- Tioga Terrace Location within New York Tioga Terrace Location within the United States
- Coordinates: 42°3′6″N 76°7′12″W﻿ / ﻿42.05167°N 76.12000°W
- Country: United States
- State: New York
- County: Tioga
- Town: Owego

Area
- • Total: 1.00 sq mi (2.60 km^{2})
- • Land: 1.00 sq mi (2.60 km^{2})
- • Water: 0 sq mi (0.00 km^{2})
- Elevation: 980 ft (300 m)

Population (2020)
- • Total: 2,082
- • Density: 2,077.1/sq mi (801.99/km^{2})
- Time zone: UTC-5 (Eastern (EST))
- • Summer (DST): UTC-4 (EDT)
- ZIP Code: 13732 (Apalachin)
- Area code: 607
- FIPS code: 36-73990
- GNIS feature ID: 2806978

= Tioga Terrace, New York =

Tioga Terrace is a neighborhood and census-designated place (CDP) in the town of Owego, Tioga County, New York, United States. It was first listed as a CDP prior to the 2020 census. As of the 2020 census, Tioga Terrace had a population of 2,082.

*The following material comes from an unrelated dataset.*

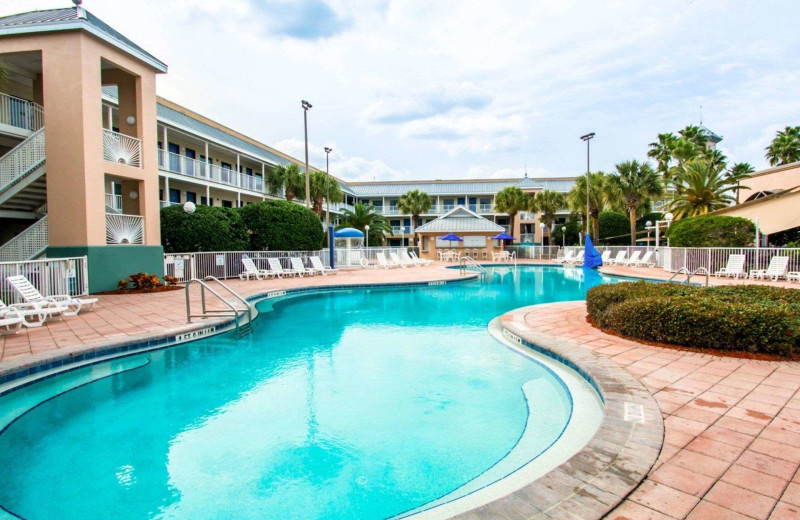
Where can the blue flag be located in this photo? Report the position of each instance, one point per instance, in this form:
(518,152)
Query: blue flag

The community is in southeastern Tioga County, on the eastern side of Owego. It is bordered to the east by the town of Vestal in Broome County, to the west by the hamlet of Apalachin, and to the north by New York State Route 434 in the valley of the Susquehanna River. NY-434 leads east-northeast 12 mi to Binghamton and northwest 9 mi to the village of Owego. Interstate 86 runs parallel to NY-434, just to the north of the CDP, with the closest access from Exit 66 in Apalachin.

==Demographics==

Historical population
| Census | Pop. | Note | %± |
| 2020 | 2,082 |  | — |
U.S. Decennial Census

==Education==
The CDP is in the Vestal Central School District.